My Machine Learning Internship Experience - Part 2

6 minute read

Perspective Photo by Anika Huizinga on Unsplash

In my previous posts, I spoke about:
Part 0 - My experience prior to my internship.
Part 1 - My first week and some of the challenges thereafter.

TL;DR

  • You don’t need to be an expert on any one topic, especially when juggling multiple projects. Get good systems in place to fill in your knowledge gaps.
  • Here is a short summary of my most notable tips for getting a good system in place:
    → Make time to learn each day (Check out “Valuable Resources” below).
    → Solidify an approach to obtaining a basic understanding of any topic.
    → Approach projects with architecture diagrams that you can iterate on.

Projects 📝

I was mainly involved in the first phases of two projects. One was a Horizon 2020 (H2020) project, and the other was an Innovate UK project. H2020 is the biggest EU Research and Innovation programme ever. Innovate UK is part of UK Research and Innovation, a non-departmental public body funded by a grant-in-aid from the UK government.

H2020 - HumMingBird

The aim of HumMingBird (it’s still ongoing) is to better understand changing migration flows. My company’s contribution was split into 4 sub-products, where my team’s sub-product was a drought mapping system for the Horn of Africa. The work and research I did, contributed to producing the first iteration of this sub-product.

The first thing I had to do was to efficiently understand how to use satellite data to map drought in specific regions. This was a daunting task because I had very minimal experience reading academic papers. Embarrassing to admit, I faced my fears and asked for help. My manager walked me through the basics, then shared this awesome article on “How You Should Read Research Papers”.

My colleague started building out the pipelines to implement some of the ideas that we had come up with, so I attempted testing the pipelines using PyTests. I definitely should have tried Unit Testing first, but I had come across a great tutorial on Twitch (mentioned below in “Valuable Resources”) that explained how to use PyTests in an easy-to-understand way.

I also created an internal app using streamlit to keep all of the teams (sub-products) on the same page. One of my colleagues added a super informative and succinct literature review incredibly quickly to the app, which gave everyone a high-level understanding of the project and useful background information.

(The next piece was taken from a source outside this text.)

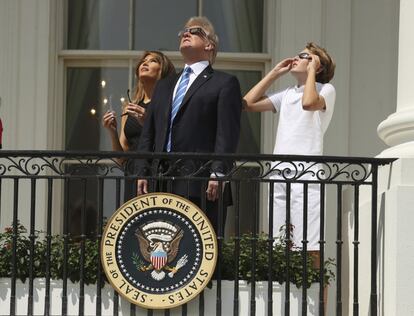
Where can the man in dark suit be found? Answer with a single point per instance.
(197, 111)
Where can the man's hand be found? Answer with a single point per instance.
(142, 187)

I also learnt how to label and preprocess satellite data with QGIS, SNAP, and Airflow. Although I spent a limited amount of time using these tools, it was great to get exposure to working with them. I also helped my colleague record internal “how-to” videos, to help some of my colleagues use these tools too.

Innovate UK - SBRI

In short, this project was about automating survey processing for railway structure gauging. To learn more about the project and what SBRI is, check out these links:

During my first couple of weeks, my colleague and manager were writing the bulk of this proposal. I had only scratched the surface of understanding what point clouds were, so when I was asked to contribute to the proposal I felt like a HUGE imposter. I was also asked to put together a high-level architecture diagram, which honestly would have been comical if you saw what I put together. This was definitely a skill that I had improved. After a long period of delays, we found out we made it through to Phase 1.

Phase 1 took place during the last 3 months of my internship. To get myself to better understand the scope of the project and the data, my manager suggested that I read around the subject and find open-source datasets to practice with. I was also learning a lot from my colleagues through participating in code reviews. For example, repeating a task back in my own words to make sure I fully understand what I’m supposed to be doing.

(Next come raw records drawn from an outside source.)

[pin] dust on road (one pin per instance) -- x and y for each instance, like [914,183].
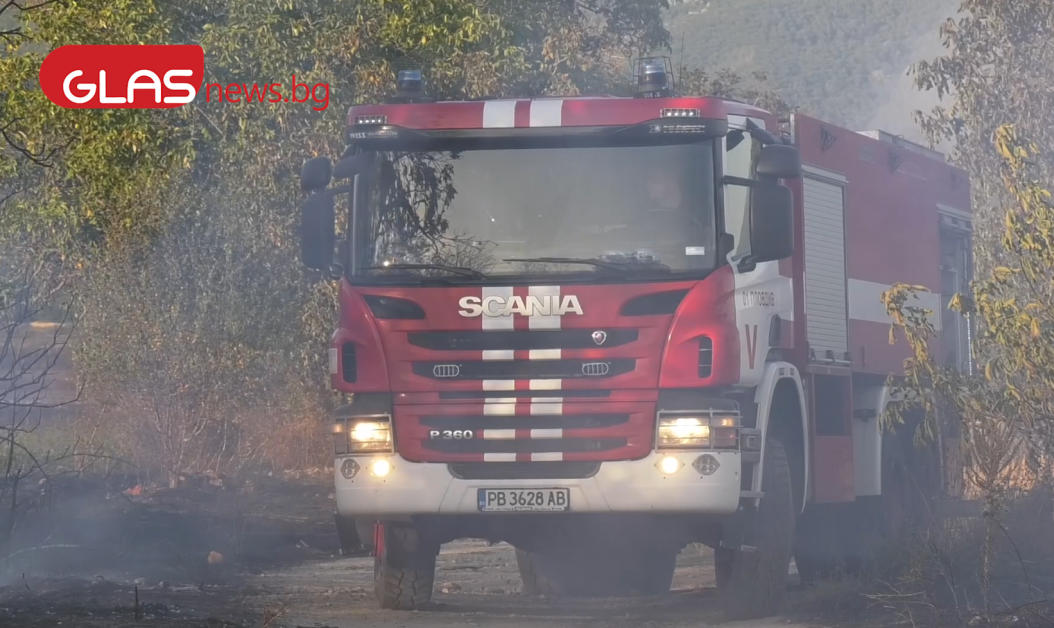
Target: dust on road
[477,585]
[282,547]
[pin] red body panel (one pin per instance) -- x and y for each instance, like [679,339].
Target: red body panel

I created a labelling app using streamlit that enabled human feedback in the ML algorithm loop. I worked with messy point cloud legacy data, my colleagues’ code and also integrated PyDeck into the app. Using the streamlit gallery I was able to some HTML and CSS too.


Valuable Resources 📚

My favourite section! When figuring out your learning path, it is very easy to get overloaded with information or to feel like you’re not learning anything because one resource doesn’t work for you. The following list of MOOCs, YouTube channels, Twitch channels and Meetup groups are what worked best for me and what I still continue to use.

MOOCS. I can recommend 3 MOOCS that were most helpful for me.

  1. Copernicus is the EU’s Earth observation programme that offers information services drawn from satellite data.
  2. 0toGANS by Jovian.ai. This was hands down, the best introduction to Deep Learning Course I have come across. I actually re-took this course once my internship finished.
  3. Fast.ai. I learnt about web scraping and even built an image classifier. Although fast.ai welcomes beginners, 0toGANS was a much better introductory resource for me.

YOUTUBE. There are so many more channels that I could recommend, but I’ll stick to the 3 that I watched the most during my internship.

  1. Abhishek Thakur - I found Abhishek’s Implementing original U-Net from scratch using PyTorch video after completing 0toGANS. 
  2. Ken Jee - Ken’s videos taught me a lot about the business value that data can bring. He has videos on how he approaches learning through Kaggle and many CV review videos. Ken also started a #66daysofdata challenge where you can share your progress on any social media platform.
  3. Daniel Bourke - Daniel brings so much excitement to data! My favourite series are Replicating Airbnb’s Amenity Detection and Machine Learning Monthly.

TWITCH. I didn’t expect that I would use Twitch, especially when I was already comfortable (and probably a bit overloaded) with the content diet that I had curated. That being said, when you find a channel that produces quality content and easy-to-follow tutorials it’s always good to make a note of them, so I can recommend → Cheuk’s twitch stream. My favourites are the Python Zero to Hero and The Legend of Data series.

MEETUPS. These are great for keeping current and meeting people with similar interests to you. You might also get an opportunity to give a talk too. The meetups that I choose to join are typically Python or Data Science focussed, and have a mix of talks and tutorials. Some great places to find meetups and events are meetup.com and eventbrite.co.uk.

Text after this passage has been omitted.